Puerto Rico oversight board extends reach to island's municipalities
Puerto Rico oversight board extends reach to island's municipalities

By Luis Valentin Ortiz

SAN JUAN (Reuters) - Puerto Rico's federally created financial oversight board on Thursday took unexpected action, adding town and cities to its mandate, which up until now was focused on the island's central government and related entities.

Board officials said the move was aimed at helping municipalities avoid insolvency and not at eliminating local governments or pushing them into a form of bankruptcy that was filed for Puerto Rico's government and agencies in 2017 to restructure about $120 billion of debt and pension obligations.

"This is absolutely not a takeover of anything," José Carrión, the board's chairman, told reporters, adding that the purpose was to help cities improve their finances and services.

Christian Sobrino, Governor Ricardo Rosselló's representative on the board, questioned if the board has the capacity to fully oversee municipal governments.

“I would not recommend designating all 78 municipalities as covered entities. But that is the board’s prerogative,” Sobrino said.

"The board lacks the personnel and resources. It is a lot of work,” he added.

The board said it will launch a pilot program with 10 of Puerto Rico's 78 cities that were chosen for their geographic locations and not due to insolvency issues.

The 10 cities will be required to submit fiscal plans by June 7 that include spending cuts, efficiency measures like shared services, as well as programs to improve revenue collection and boost economic development.

The board also certified a new fiscal plan for the commonwealth that shows a surplus of about $20 billion in the next 30 years, and includes revised macroeconomic, revenue and expense data. 

The plan revises and delays economic growth estimates resulting from structural changes that the government has not fully implemented. Salary increases for police, firefighters and teachers were also included in the certified plan.

“You can't expect economic growth until (structural reform) is actually implemented,” said Natalie Jaresko, the board’s executive director.

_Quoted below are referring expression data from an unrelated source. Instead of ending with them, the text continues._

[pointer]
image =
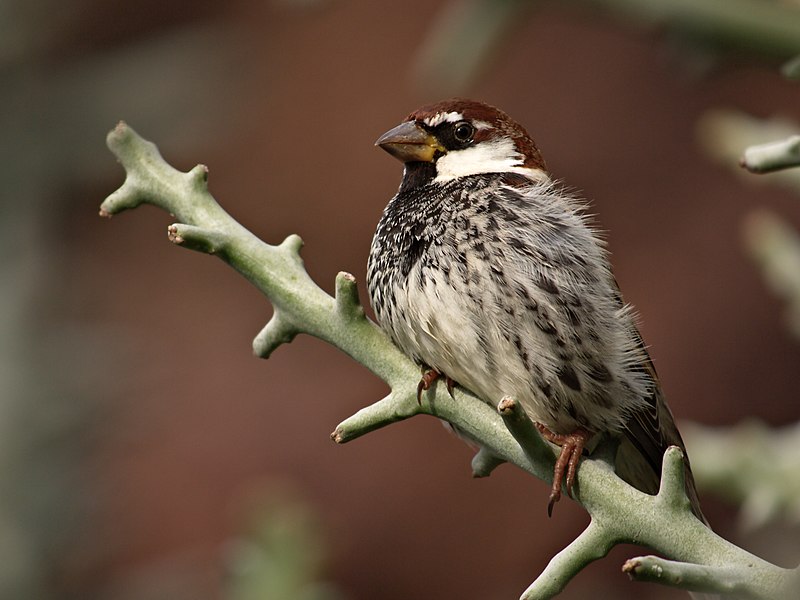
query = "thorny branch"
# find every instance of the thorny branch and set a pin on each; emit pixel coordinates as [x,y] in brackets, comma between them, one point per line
[619,513]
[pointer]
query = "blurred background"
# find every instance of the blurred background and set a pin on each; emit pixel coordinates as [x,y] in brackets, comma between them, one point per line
[146,454]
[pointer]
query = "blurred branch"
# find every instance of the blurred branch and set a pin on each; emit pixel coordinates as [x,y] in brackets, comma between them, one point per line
[772,156]
[619,512]
[756,26]
[464,34]
[724,133]
[731,463]
[775,245]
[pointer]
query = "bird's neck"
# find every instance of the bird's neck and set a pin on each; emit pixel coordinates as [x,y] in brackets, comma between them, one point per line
[416,175]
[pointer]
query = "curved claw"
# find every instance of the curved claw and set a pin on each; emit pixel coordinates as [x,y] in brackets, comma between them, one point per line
[429,376]
[425,383]
[571,450]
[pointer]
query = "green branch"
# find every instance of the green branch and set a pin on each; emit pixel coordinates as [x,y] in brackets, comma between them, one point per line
[619,512]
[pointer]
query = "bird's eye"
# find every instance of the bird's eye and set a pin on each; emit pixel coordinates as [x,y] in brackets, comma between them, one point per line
[463,131]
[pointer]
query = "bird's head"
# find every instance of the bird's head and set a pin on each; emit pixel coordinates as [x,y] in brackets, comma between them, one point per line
[457,138]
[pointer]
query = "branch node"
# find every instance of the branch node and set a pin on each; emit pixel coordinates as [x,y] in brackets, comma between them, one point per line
[276,332]
[592,544]
[672,491]
[692,577]
[347,303]
[198,177]
[198,238]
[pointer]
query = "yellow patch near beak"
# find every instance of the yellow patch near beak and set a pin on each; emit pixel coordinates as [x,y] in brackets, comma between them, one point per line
[409,142]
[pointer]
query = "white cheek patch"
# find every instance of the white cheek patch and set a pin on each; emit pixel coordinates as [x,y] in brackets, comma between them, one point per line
[489,156]
[439,118]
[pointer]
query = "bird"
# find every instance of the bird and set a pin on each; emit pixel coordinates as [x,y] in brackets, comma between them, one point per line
[490,274]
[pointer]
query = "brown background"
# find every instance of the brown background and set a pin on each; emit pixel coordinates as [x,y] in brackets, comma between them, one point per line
[187,430]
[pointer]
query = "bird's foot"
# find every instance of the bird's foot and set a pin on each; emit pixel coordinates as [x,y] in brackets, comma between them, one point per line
[572,445]
[429,376]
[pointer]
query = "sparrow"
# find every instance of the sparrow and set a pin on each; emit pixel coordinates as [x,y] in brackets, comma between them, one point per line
[488,273]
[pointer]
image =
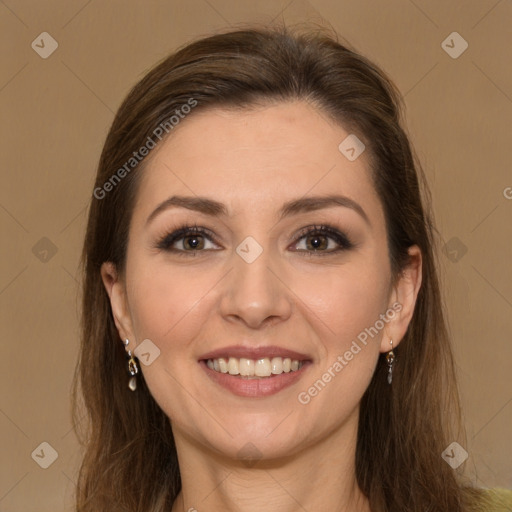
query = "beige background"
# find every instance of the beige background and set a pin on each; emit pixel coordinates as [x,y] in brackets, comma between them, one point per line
[56,113]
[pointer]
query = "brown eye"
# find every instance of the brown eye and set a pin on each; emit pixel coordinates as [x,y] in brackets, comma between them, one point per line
[323,240]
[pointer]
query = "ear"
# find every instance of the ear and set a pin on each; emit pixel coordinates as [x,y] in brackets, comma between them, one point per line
[403,300]
[116,290]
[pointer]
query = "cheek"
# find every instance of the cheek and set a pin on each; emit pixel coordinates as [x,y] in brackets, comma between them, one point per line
[166,300]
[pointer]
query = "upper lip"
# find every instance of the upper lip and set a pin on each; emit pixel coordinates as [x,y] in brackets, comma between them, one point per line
[255,353]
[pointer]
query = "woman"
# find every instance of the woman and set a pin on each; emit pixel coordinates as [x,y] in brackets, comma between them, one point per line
[262,323]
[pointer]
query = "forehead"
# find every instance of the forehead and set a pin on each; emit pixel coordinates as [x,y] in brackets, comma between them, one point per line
[256,158]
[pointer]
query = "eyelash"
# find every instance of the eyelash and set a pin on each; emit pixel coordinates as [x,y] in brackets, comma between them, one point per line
[186,230]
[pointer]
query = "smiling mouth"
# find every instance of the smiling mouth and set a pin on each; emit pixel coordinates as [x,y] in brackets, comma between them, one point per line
[254,368]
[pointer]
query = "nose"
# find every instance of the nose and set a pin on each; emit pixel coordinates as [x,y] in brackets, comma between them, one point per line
[256,293]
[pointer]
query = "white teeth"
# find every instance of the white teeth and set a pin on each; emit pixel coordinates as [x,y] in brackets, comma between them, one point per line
[263,367]
[233,368]
[276,365]
[246,367]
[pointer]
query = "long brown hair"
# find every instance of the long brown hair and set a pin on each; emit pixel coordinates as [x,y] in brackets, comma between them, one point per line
[130,460]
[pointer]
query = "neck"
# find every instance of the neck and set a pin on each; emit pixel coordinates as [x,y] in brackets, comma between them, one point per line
[319,477]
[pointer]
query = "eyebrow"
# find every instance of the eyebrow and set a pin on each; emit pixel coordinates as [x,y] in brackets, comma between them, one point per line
[214,208]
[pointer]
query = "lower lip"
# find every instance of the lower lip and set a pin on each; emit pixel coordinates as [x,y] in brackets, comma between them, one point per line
[255,388]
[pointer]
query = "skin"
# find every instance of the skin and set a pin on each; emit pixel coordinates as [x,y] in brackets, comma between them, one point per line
[254,161]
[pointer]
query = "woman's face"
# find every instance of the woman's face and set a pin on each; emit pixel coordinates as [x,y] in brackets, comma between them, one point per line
[304,314]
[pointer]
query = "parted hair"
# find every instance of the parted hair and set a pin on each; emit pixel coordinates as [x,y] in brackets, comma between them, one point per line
[129,457]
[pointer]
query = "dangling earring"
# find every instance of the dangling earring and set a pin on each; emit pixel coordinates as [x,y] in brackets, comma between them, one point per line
[132,368]
[390,358]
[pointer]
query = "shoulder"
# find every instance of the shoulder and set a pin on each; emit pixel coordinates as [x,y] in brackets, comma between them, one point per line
[500,500]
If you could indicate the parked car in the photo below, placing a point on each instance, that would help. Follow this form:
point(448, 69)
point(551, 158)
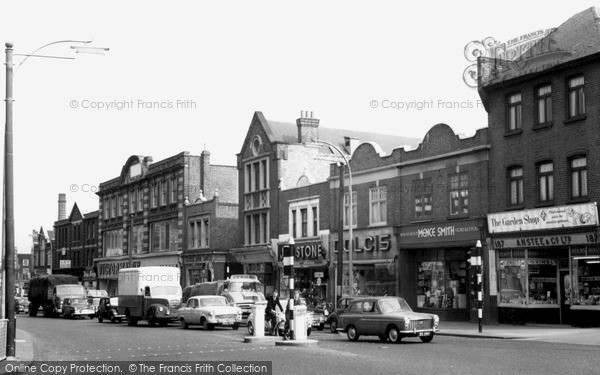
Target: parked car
point(108, 309)
point(332, 318)
point(209, 312)
point(75, 307)
point(389, 318)
point(21, 305)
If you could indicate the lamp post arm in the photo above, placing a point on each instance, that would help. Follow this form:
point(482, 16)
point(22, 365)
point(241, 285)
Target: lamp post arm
point(350, 216)
point(52, 43)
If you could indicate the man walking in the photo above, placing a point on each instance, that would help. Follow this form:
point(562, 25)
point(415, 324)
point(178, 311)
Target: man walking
point(271, 310)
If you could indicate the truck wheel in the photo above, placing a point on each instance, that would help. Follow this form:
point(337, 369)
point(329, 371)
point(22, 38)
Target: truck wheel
point(131, 321)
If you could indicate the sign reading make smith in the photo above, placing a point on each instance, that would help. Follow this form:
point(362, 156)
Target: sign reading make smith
point(572, 216)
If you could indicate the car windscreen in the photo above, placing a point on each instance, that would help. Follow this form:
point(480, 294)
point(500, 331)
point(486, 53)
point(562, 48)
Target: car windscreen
point(388, 305)
point(213, 302)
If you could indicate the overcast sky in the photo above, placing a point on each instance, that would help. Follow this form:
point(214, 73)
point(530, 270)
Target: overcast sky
point(349, 62)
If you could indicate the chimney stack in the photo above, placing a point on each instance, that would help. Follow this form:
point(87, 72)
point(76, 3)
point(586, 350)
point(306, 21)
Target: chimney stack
point(62, 206)
point(308, 127)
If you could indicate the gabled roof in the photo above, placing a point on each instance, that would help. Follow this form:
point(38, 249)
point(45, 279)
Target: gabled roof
point(286, 132)
point(576, 38)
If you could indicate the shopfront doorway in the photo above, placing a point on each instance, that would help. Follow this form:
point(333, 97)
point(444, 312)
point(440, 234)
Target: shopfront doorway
point(565, 296)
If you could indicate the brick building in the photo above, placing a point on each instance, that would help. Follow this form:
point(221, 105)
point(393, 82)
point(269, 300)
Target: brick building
point(416, 215)
point(41, 252)
point(23, 272)
point(278, 156)
point(76, 244)
point(543, 110)
point(142, 211)
point(211, 231)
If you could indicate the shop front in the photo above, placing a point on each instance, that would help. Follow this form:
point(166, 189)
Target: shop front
point(311, 271)
point(108, 270)
point(547, 264)
point(435, 271)
point(373, 264)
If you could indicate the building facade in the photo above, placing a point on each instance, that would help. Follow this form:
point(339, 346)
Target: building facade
point(277, 156)
point(142, 211)
point(543, 111)
point(76, 245)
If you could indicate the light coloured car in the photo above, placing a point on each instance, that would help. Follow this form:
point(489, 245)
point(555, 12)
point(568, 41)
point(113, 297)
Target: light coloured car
point(75, 307)
point(389, 318)
point(209, 312)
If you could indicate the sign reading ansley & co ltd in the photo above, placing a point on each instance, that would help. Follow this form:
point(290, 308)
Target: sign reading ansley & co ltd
point(572, 216)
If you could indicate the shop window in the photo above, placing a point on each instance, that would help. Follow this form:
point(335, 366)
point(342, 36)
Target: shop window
point(459, 194)
point(585, 281)
point(528, 278)
point(442, 279)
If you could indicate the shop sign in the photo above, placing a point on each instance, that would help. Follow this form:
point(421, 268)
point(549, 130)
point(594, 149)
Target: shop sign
point(368, 243)
point(459, 231)
point(572, 216)
point(544, 241)
point(112, 269)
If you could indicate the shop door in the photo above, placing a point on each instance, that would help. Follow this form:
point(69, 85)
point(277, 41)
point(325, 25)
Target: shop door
point(564, 283)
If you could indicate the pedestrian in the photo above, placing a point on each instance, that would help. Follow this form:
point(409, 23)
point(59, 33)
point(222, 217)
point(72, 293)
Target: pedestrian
point(271, 310)
point(289, 313)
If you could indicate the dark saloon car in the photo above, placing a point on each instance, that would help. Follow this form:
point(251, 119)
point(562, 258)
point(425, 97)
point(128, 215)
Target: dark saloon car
point(389, 318)
point(107, 309)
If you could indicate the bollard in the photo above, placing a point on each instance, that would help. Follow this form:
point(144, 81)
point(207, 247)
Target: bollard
point(300, 323)
point(259, 320)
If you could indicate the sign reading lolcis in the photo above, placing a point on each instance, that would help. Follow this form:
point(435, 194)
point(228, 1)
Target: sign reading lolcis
point(572, 216)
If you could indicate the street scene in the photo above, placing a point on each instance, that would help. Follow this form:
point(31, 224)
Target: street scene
point(302, 190)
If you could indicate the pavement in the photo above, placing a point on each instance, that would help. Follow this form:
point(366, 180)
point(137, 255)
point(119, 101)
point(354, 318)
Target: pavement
point(555, 333)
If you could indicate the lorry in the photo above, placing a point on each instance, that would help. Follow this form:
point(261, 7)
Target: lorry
point(241, 291)
point(149, 293)
point(49, 292)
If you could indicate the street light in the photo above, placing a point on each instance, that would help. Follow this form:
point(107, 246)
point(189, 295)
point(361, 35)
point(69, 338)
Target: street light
point(9, 221)
point(350, 216)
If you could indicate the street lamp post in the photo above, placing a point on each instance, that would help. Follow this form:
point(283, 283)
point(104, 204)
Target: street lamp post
point(350, 217)
point(9, 221)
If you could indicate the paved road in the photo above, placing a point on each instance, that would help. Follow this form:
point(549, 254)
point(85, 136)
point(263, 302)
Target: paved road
point(58, 339)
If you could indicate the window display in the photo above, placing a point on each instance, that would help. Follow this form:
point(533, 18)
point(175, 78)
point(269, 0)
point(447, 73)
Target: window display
point(528, 278)
point(586, 280)
point(442, 283)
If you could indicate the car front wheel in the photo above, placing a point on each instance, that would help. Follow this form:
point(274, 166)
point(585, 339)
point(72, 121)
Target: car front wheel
point(427, 338)
point(352, 333)
point(333, 326)
point(394, 335)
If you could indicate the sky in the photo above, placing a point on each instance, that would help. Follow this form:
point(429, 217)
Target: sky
point(189, 75)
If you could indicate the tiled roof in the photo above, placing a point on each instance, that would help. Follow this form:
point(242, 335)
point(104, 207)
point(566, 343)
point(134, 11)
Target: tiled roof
point(286, 132)
point(576, 38)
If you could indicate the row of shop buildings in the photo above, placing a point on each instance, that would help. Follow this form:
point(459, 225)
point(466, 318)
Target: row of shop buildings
point(525, 187)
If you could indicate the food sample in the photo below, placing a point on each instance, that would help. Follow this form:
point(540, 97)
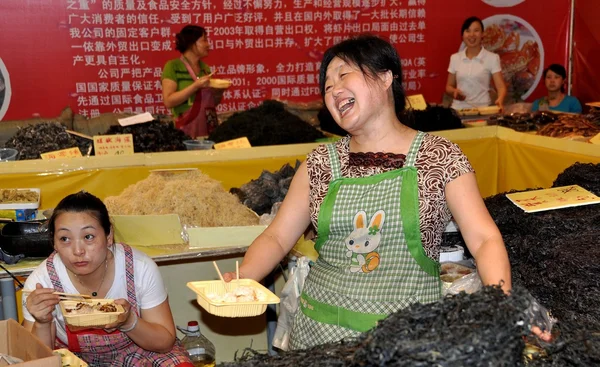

Activity by the seven-member oversight board, which is still awaiting constitutional reappointment by the Trump administration and the U.S. Senate, has been in overdrive during the last couple of weeks.

Ahead of a two-year statute of limitations that ended last week, the board filed complaints against hundreds of government vendors and service providers, bondholders, and banks and advisors that worked on past bond sales or were counterparties in interest-rate swap agreements.